È importante che le iniziative di restoration, perché siano efficaci nel tutelare la biodiversità e non risultino nei fatti controproducenti, siano progettate tenendo adeguatamente in considerazione il tipo di ecosistema al quale vengono applicate. Un esempio di attività di ripristino oggi molto in voga, ma spesso attuata in maniera errata, è la riforestazione. Si tratta di un tipo di intervento di grande importanza, che nasce per far fronte ad una delle forme più impattanti e visibili di degradazione ambientale causata dall’uomo: la deforestazione. Secondo la FAO (Food and Agriculture Organization), ogni anno vengono tagliati circa 10 milioni di ettari di foreste (per avere un termine di paragone, consideriamo che l’Italia copre una superficie di poco più di 30 milioni di ettari). Anche se, nel complesso, negli ultimi anni le superfici boscate sono aumentate nel mondo, e i tassi di deforestazione sono diminuiti, c’è ancora molto da fare per tutelare gli ecosistemi forestali, che offrono – non solo alla specie umana –servizi ecosistemici fondamentali.
Come spiegano alcuni ecologi sulla rivista scientifica Science, negli ultimi anni i progetti di riforestazione sono aumentati rapidamente in tutto il mondo, ma questo ha messo seriamente a rischio diversi ecosistemi non forestali (ad esempio, ecosistemi erbosi come le savane o le praterie tropicali) che diventano erroneamente target di piantumazione di alberi, perdendo così la propria diversità, struttura e funzionalità, e andando in alcuni casi persino incontro all’estinzione.
In casi simili, un intervento che dovrebbe ripristinare l’ecosistema si trasforma invece nella causa della sua degradazione: “L’aumento su scala globale della copertura arborea negli ecosistemi aperti – spiegano gli autori dell’articolo – rappresenta una grave minaccia non solo per gli ecosistemi stessi ma per l’intera società […]. È essenziale riconoscere le diverse caratteristiche della degradazione negli ecosistemi forestali e in quelli non forestali, perché questo determina le azioni di ripristino da intraprendere e permette di ripristinare con maggiore consapevolezza sistemi realmente degradati. Insomma, è importante piantare il giusto numero di alberi della giusta specie e nel posto giusto”.

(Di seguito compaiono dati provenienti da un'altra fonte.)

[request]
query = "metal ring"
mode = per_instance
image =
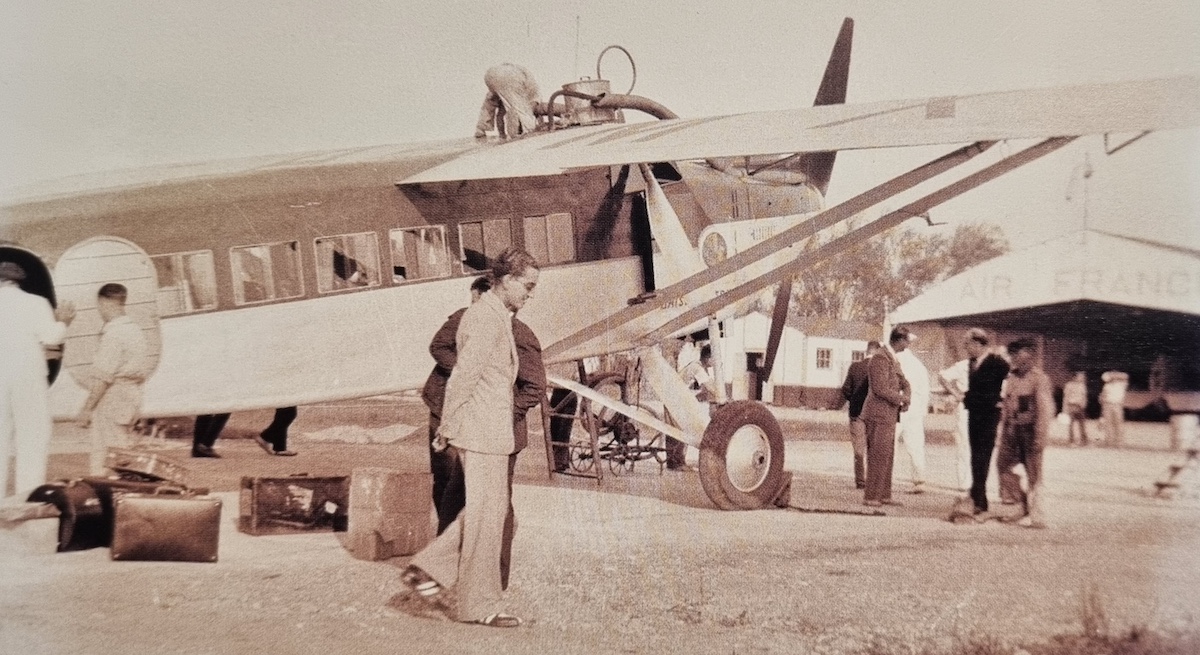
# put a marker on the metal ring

Questo approccio va applicato a tutte le forme di restoration: è importante che questi interventi siano calibrati in base al tipo di ecosistema e alle sue specificità, e che l’obiettivo ultimo non sia il benessere umano (declinato, in gergo tecnico, in termini di servizi ecosistemici) ma, prima di tutto, il benessere e la salute degli ecosistemi stessi e dei loro abitanti.